Bij de beoordeling van de afwijkingen bij een omgevingsvergunning wint het bevoegd gezag advies in van de betreffende leidingbeheerder.
13.4 Specifieke gebruiksregels
Onder strijdig gebruik met deze bestemming wordt begrepen het gebruik dat afwijkt van de bestemmingsomschrijving, waaronder in ieder geval wordt begrepen:
- a. het gebruik van bouwwerken als drager van reclame-uitingen;
- b. gebruik van gronden en bouwwerken binnen de magneetveldzone van een hoogspanningsleiding als magneetveldgevoelig object dan wel magneetveldbeoordelingsplichtig object, met uitzondering van bestaande objecten;
13.5 Afwijken van de gebruiksregels
Bij een omgevingsvergunning kan worden afgeweken van het bepaalde in lid 13.4 sub b voor het gebruik van magneetveldbeoordelingsplichtige objecten in de magneetveldzone, mits:
- a. aannemelijk is dat in of op het magneetveldbeoordelingsplichtig object binnen de magneetzone niet vaker dan 14 uur per dag kinderen tot 16 jaar verblijven; dan wel
- b. het magneetveldbeoordelingsplichtig object betreft een erf bij een (bedrijfs) woning dat zodanig groot is en gelegen is dat, gelet op de overblijvende speelmogelijkheden op het erf buiten de magneetveldzone, een magneetveldzone over het erf geen onevenredige beperking van de gebruiksmogelijkheden van het perceel met zich meebrengt, terwijl de hoogspanningsleiding binnen deze bestemming bezwaarlijk anders gesitueerd kan worden dan op een zodanige wijze dat de magneetveldzone over het erf komt te liggen;
- c. in geen geval mag ter plaatse van het magneetveldbeoordelingsplichtig object het jaargemiddelde magneetveld hoger zijn dan 100 microtesla.
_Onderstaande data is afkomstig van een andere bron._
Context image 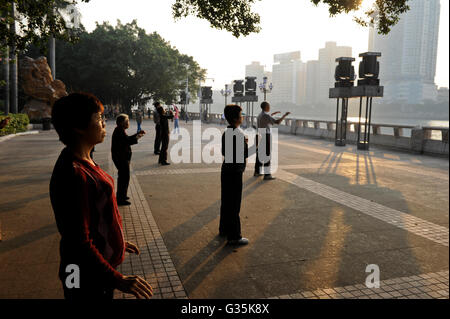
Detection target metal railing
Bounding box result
[185,112,449,156]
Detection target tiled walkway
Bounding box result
[269,271,449,299]
[115,175,186,299]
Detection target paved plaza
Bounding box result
[0,120,449,299]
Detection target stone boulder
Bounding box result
[19,57,67,121]
[22,99,52,123]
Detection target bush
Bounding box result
[0,113,30,136]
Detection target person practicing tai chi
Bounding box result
[157,102,173,165]
[111,114,145,206]
[254,102,291,180]
[50,93,153,302]
[173,105,180,134]
[153,102,161,155]
[219,105,256,245]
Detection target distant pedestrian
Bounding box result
[0,117,11,130]
[158,105,173,165]
[153,102,161,155]
[219,105,255,245]
[136,110,143,133]
[50,93,152,302]
[111,114,145,206]
[254,102,291,180]
[173,105,180,134]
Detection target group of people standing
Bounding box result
[219,102,290,245]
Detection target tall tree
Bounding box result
[52,21,205,112]
[0,0,89,53]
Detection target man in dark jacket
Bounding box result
[158,104,173,165]
[111,114,145,206]
[219,105,256,245]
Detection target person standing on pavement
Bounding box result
[254,102,291,180]
[219,105,255,245]
[111,114,145,206]
[153,102,161,155]
[173,105,180,134]
[158,105,173,165]
[136,110,143,133]
[50,93,153,302]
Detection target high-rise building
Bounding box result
[369,0,440,104]
[305,60,320,105]
[270,51,306,105]
[316,42,352,103]
[245,62,265,102]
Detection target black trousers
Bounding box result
[113,160,130,201]
[63,282,114,301]
[219,171,243,240]
[255,134,271,174]
[154,124,161,153]
[158,134,169,163]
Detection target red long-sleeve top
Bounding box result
[50,148,125,288]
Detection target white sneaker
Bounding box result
[228,238,249,246]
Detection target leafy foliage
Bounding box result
[0,112,30,136]
[172,0,260,37]
[0,0,89,52]
[172,0,409,38]
[27,21,205,113]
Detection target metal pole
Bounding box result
[4,47,10,115]
[364,97,369,147]
[11,2,18,113]
[334,98,339,142]
[49,37,56,80]
[367,97,372,149]
[357,96,362,145]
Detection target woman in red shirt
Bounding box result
[50,93,153,299]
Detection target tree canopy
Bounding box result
[28,21,205,112]
[0,0,89,52]
[0,0,409,51]
[172,0,409,37]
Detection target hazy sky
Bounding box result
[79,0,449,88]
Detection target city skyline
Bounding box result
[80,0,449,89]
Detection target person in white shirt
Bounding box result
[254,102,291,180]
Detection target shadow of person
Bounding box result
[210,174,436,298]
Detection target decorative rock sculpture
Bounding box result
[19,57,67,122]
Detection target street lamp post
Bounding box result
[259,76,273,102]
[184,64,189,116]
[198,78,214,120]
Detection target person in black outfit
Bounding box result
[111,114,145,206]
[153,102,161,155]
[219,105,255,245]
[158,105,173,165]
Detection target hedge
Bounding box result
[0,113,30,136]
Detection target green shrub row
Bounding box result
[0,112,30,136]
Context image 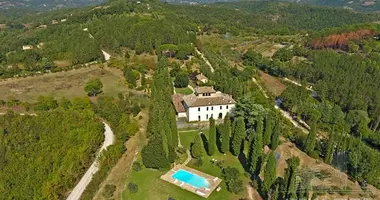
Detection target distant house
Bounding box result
[172,87,236,122]
[189,72,199,81]
[22,45,33,51]
[37,42,45,49]
[196,73,208,83]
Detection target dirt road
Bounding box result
[67,122,115,200]
[195,48,215,73]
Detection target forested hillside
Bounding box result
[0,0,106,11]
[0,109,103,199]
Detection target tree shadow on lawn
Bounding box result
[200,133,208,153]
[238,151,249,172]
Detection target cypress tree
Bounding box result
[285,156,300,199]
[231,117,245,156]
[270,119,281,150]
[256,117,264,141]
[304,122,317,154]
[249,127,263,174]
[141,134,169,169]
[263,151,277,192]
[263,113,273,145]
[208,117,216,156]
[220,113,231,153]
[191,134,205,158]
[324,126,335,164]
[168,106,178,148]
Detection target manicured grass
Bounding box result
[0,66,128,102]
[178,130,208,149]
[175,87,193,94]
[123,169,243,200]
[123,130,249,200]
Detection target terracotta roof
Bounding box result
[197,74,208,81]
[172,94,186,113]
[195,87,216,94]
[183,93,236,107]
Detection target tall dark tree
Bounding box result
[220,113,231,153]
[284,156,300,199]
[263,113,274,145]
[208,117,216,156]
[304,122,317,154]
[270,119,281,150]
[249,127,263,175]
[324,126,335,164]
[141,134,169,169]
[263,151,277,192]
[191,134,205,158]
[231,117,245,156]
13.6 Omgevingsvergunning voor het uitvoeren van werken, geen bouwwerken zijnde, of van werkzaamheden
- a. Het is verboden op binnen de dubbelbestemming 'Leiding - Hoogspanningsverbinding' gelegen gronden de navolgende werken en werkzaamheden uit te voeren:
- 1. het bebossen of anderszins beplanten van gronden met houtopstanden, waaronder begrepen het kweken en telen van bomen, struiken en heesters in verband met tuinbouw of als (agrarische) houtteelt;
- 2. het aanleggen van landschapselementen;
- 3. het vellen of rooien van bos, alsmede het verwijderen van landschapselementen;
- 4. het aanbrengen van onder- en bovengrondse leidingen, constructies, installaties en apparatuur.
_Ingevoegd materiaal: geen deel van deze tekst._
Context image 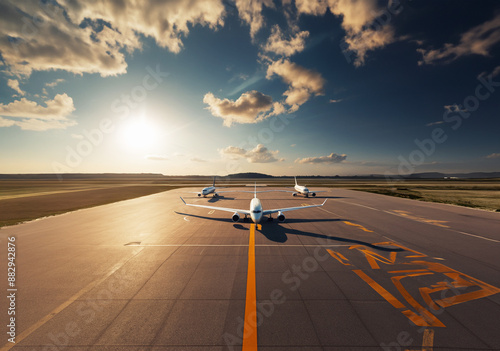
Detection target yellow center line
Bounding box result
[242,223,257,351]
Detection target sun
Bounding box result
[120,117,158,149]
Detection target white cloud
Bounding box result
[0,0,225,77]
[219,144,285,163]
[486,153,500,158]
[236,0,274,39]
[262,25,309,56]
[266,59,325,112]
[425,121,444,127]
[295,0,398,66]
[417,13,500,65]
[45,78,64,88]
[0,94,76,131]
[203,90,273,127]
[443,104,467,112]
[146,155,168,161]
[295,152,347,163]
[190,157,207,162]
[7,79,26,96]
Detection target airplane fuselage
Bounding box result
[250,197,262,223]
[295,185,309,197]
[201,186,215,196]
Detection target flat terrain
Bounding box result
[0,177,500,227]
[0,188,500,351]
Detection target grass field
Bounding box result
[0,177,500,227]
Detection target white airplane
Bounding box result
[285,177,325,197]
[181,186,328,224]
[194,177,227,197]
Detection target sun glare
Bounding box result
[121,117,157,149]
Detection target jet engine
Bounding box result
[276,211,286,222]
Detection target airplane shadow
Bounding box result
[208,195,234,203]
[174,211,233,223]
[259,224,404,252]
[174,211,404,252]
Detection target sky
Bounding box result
[0,0,500,176]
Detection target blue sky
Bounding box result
[0,0,500,175]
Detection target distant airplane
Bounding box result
[181,185,328,223]
[285,177,325,197]
[194,177,228,197]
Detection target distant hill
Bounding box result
[0,172,500,180]
[408,172,500,179]
[225,172,275,179]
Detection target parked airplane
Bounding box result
[194,177,228,197]
[181,186,327,223]
[285,177,325,197]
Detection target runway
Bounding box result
[0,188,500,351]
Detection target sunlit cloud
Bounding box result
[295,0,396,66]
[295,152,347,164]
[45,78,64,88]
[417,13,500,65]
[0,0,225,77]
[235,0,274,39]
[0,94,76,131]
[203,90,273,127]
[219,144,285,163]
[262,25,309,57]
[7,79,26,96]
[425,121,444,127]
[146,155,168,161]
[266,59,325,112]
[190,157,207,162]
[486,153,500,158]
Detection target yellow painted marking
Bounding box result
[393,210,449,228]
[326,249,351,266]
[353,269,405,308]
[391,272,445,327]
[0,248,142,351]
[405,328,434,351]
[342,221,373,233]
[242,223,262,351]
[353,269,445,327]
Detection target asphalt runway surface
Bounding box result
[0,188,500,351]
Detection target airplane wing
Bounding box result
[181,197,250,215]
[262,199,328,216]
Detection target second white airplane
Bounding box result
[286,177,325,197]
[181,187,327,223]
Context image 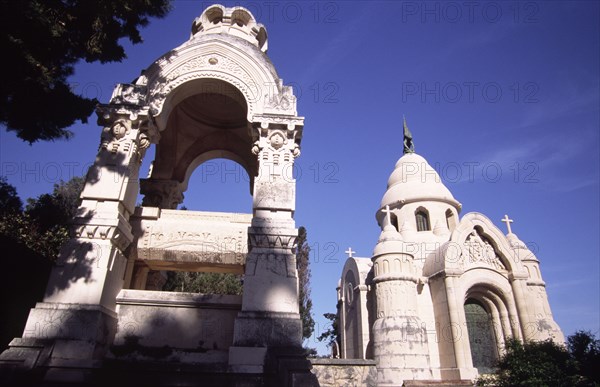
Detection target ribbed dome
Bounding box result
[381,153,460,209]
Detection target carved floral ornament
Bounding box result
[461,229,506,270]
[268,130,288,150]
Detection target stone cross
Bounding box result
[501,215,513,234]
[381,204,392,228]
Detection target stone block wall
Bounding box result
[310,359,377,387]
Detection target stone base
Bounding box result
[0,302,117,369]
[440,368,479,380]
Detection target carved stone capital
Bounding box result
[110,83,147,107]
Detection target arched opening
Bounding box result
[446,209,456,232]
[343,271,360,359]
[464,298,498,374]
[135,79,252,294]
[415,207,431,231]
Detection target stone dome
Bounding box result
[381,153,460,210]
[191,4,268,53]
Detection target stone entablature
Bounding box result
[131,207,252,274]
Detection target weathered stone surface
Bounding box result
[131,207,252,274]
[338,152,564,386]
[311,359,377,387]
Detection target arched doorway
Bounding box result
[465,298,498,374]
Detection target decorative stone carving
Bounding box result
[464,230,506,270]
[140,179,184,210]
[110,83,146,106]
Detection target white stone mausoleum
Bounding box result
[0,5,563,387]
[338,122,564,386]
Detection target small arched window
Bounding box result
[446,209,456,231]
[415,208,431,231]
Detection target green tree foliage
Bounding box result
[477,331,600,387]
[567,331,600,386]
[0,177,84,261]
[163,271,242,295]
[0,0,170,143]
[0,176,23,217]
[296,226,315,339]
[0,177,84,347]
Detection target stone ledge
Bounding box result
[117,289,242,310]
[308,358,377,366]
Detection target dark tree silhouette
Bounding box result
[0,0,170,143]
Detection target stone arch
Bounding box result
[415,206,431,231]
[463,298,499,373]
[340,258,372,359]
[423,212,527,277]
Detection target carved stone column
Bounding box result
[372,217,432,386]
[229,122,302,373]
[3,85,155,381]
- b. Het bepaalde in sub a is niet van toepassing:
- 1. op werken of werkzaamheden waarvoor op het tijdstip van inwerkingtreden van het bestemmingsplan een omgevingsvergunning voor het uitvoeren van werken, geen bouwwerken zijnde, of van werkzaamheden is verleend;
- 2. op werken of werkzaamheden, welke op het tijdstip van inwerkingtreden van het bestemmingsplan in uitvoering waren en hiervoor een vergunning is verleend;
- 3. op werken of werkzaamheden welke betreffen het normale onderhoud en beheer van leidingen.
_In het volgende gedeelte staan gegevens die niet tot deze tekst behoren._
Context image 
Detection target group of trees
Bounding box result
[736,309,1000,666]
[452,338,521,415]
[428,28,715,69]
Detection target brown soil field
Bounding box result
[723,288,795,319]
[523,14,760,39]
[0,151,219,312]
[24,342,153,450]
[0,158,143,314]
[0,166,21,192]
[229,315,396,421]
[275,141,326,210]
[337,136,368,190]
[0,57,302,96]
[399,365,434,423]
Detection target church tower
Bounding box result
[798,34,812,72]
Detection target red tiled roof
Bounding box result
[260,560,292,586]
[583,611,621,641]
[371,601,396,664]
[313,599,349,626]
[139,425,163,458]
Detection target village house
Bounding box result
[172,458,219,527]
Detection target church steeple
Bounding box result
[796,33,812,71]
- c. De in sub a genoemde werken en werkzaamheden zijn toelaatbaar, indien en voorzover geen onevenredige aantasting van de belangen van de leidingen en/of energievoorziening ontstaat of kan ontstaan.
Artikel 14 Leiding - Ondergrondse Hoogspanningsverbinding
14.1 Bestemmingsomschrijving
De voor 'leiding - hoogspanningsverbinding' aangewezen gronden zijn, behalve voor de andere daar voorkomende bestemmingen, mede bestemd voor een ondergrondse hoogspanningsleiding en de daarbij behorende bouwwerken.
14.2 Bouwregels
Uitsluitend mogen worden opgericht bouwwerken ten behoeve van het leidingbeheer, met dien verstande dat:
- a. de oppervlakte niet meer mag bedragen dan 100 m2;
- b. de bouwhoogte niet meer mag bedragen dan 5 m.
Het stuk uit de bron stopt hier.